Bulk Open Data User Guide
Overview
Bulk Open Data lets anyone download the platform's published records as complete dataset dumps, without scraping pages one at a time. Two endpoints serve the data: /api/v1/dataset.csv returns the published records as CSV, and /api/v1/dataset.jsonld returns them as JSON-LD. The JSON-LD feed is paginated with an ?after cursor, so a client can walk through the whole dataset page by page until there is nothing left to fetch. Only published records are included. Start at /api/v1/dataset.csv or /api/v1/dataset.jsonld.
What it does
This feature publishes the open portion of the catalogue as reusable bulk data:
- It exposes /api/v1/dataset.csv, a CSV dump of the published records suitable for spreadsheets, data tools, and quick analysis.
- It exposes /api/v1/dataset.jsonld, the same published records as JSON-LD linked data for semantic and integration use.
- It paginates the JSON-LD feed using an ?after cursor, so large datasets can be retrieved in successive pages rather than in one oversized response.
- It includes only published records, so the dumps reflect what is already open to the public.
- It gives integrators, researchers, and aggregators a stable, machine-readable way to harvest the open dataset in full.
The aim is open, repeatable access to the published collection as data.
How to use it
- Download the CSV: fetch /api/v1/dataset.csv (for example
https://your-site.example/api/v1/dataset.csv) and open it in a spreadsheet or load it into a data tool. - Fetch the JSON-LD: request /api/v1/dataset.jsonld to receive the first page of published records as linked data.
- Page through with the cursor: take the ?after value supplied with a JSON-LD page and pass it on the next request (for example
https://your-site.example/api/v1/dataset.jsonld?after=<cursor>) to retrieve the following page. - Repeat the cursor step until a page returns no further records, at which point you have harvested the whole dataset.
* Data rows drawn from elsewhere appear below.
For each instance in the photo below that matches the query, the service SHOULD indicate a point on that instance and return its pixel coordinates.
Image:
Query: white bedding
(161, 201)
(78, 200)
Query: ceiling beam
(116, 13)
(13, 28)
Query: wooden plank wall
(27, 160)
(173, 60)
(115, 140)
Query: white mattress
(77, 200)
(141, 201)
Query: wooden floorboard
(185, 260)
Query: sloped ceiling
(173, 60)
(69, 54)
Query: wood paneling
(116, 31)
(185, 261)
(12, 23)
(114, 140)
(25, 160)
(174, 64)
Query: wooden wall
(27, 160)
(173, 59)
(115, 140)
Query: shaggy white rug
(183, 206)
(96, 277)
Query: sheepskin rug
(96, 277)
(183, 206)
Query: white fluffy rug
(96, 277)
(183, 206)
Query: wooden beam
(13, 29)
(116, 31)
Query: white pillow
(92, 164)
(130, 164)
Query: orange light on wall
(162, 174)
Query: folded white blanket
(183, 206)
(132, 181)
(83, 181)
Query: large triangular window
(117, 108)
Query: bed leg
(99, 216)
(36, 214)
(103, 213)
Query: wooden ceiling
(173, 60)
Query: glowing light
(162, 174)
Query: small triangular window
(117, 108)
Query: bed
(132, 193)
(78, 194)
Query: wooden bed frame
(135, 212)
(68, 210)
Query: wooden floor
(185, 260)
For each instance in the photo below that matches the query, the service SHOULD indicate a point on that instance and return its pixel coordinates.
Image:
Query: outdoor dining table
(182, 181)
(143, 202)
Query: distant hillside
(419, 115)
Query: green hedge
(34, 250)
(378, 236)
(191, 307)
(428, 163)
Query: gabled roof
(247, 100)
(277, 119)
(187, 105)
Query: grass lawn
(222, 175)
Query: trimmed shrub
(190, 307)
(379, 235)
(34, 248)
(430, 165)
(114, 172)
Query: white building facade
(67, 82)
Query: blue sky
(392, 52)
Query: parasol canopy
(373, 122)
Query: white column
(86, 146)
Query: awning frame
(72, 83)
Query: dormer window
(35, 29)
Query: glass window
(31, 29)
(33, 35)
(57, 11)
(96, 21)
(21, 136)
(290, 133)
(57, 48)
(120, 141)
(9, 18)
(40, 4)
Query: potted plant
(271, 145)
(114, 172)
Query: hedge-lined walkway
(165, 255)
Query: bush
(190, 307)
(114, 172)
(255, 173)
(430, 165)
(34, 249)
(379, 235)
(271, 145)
- Re-run the harvest later to pick up newly published records.
Good to know
- The dumps contain published records only - anything embargoed, restricted, or in draft is excluded by design, so the open data stays open.
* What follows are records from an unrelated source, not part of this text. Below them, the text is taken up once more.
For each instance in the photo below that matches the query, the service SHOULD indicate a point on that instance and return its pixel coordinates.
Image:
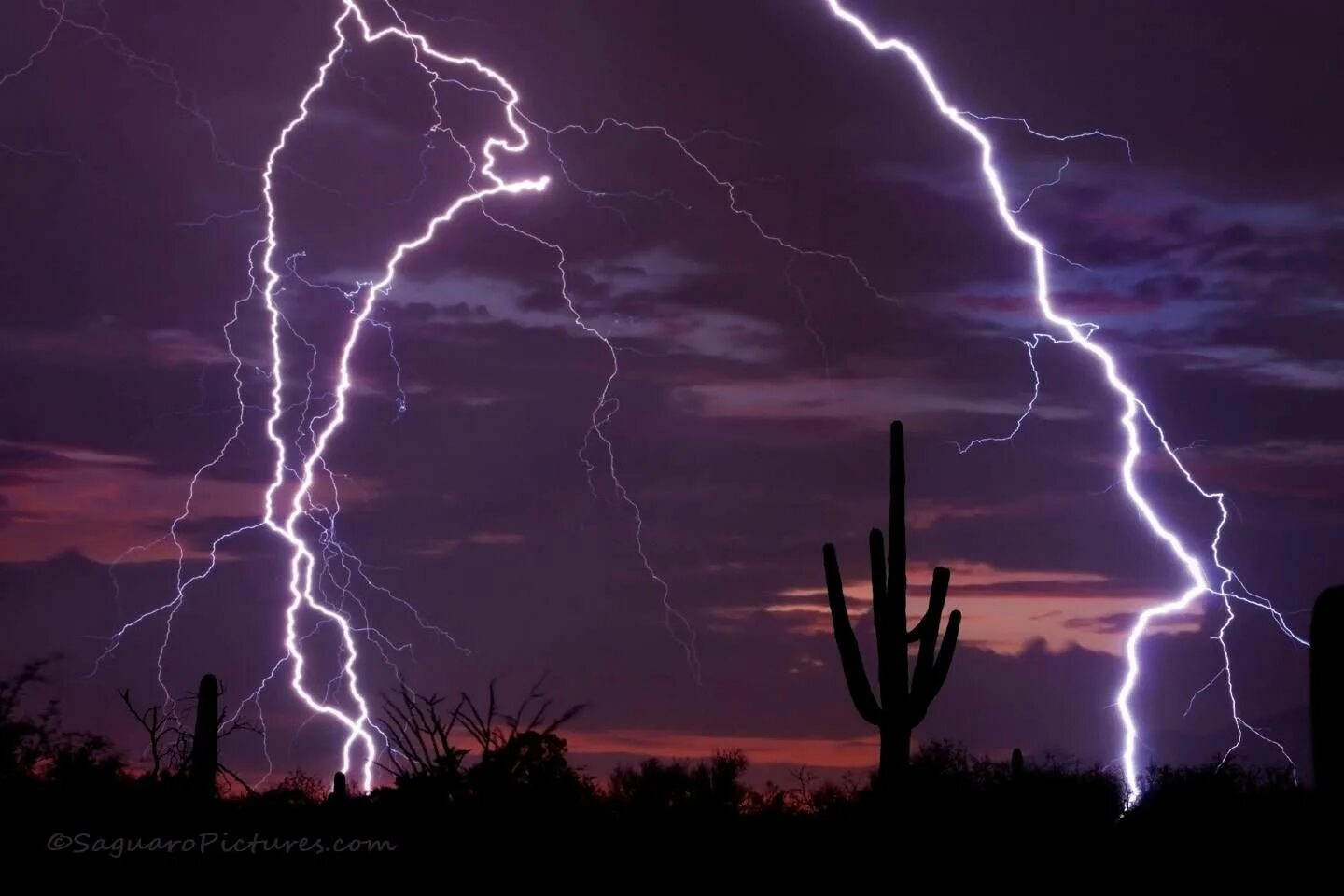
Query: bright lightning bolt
(1129, 421)
(302, 563)
(289, 498)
- Use the CSV for human-friendly, tabular work and the JSON-LD for linked-data, integration, and interoperability work; they cover the same published records in different shapes.
- Always follow the ?after cursor on the JSON-LD feed rather than guessing page numbers - the cursor is the reliable way to traverse the full set without gaps or duplicates.
- Because the feeds reflect what is currently published, repeating a harvest is the correct way to stay in sync as the collection grows.
- Treat these endpoints as a bulk-harvest surface; for targeted lookups of individual records, use the platform's record-level API instead.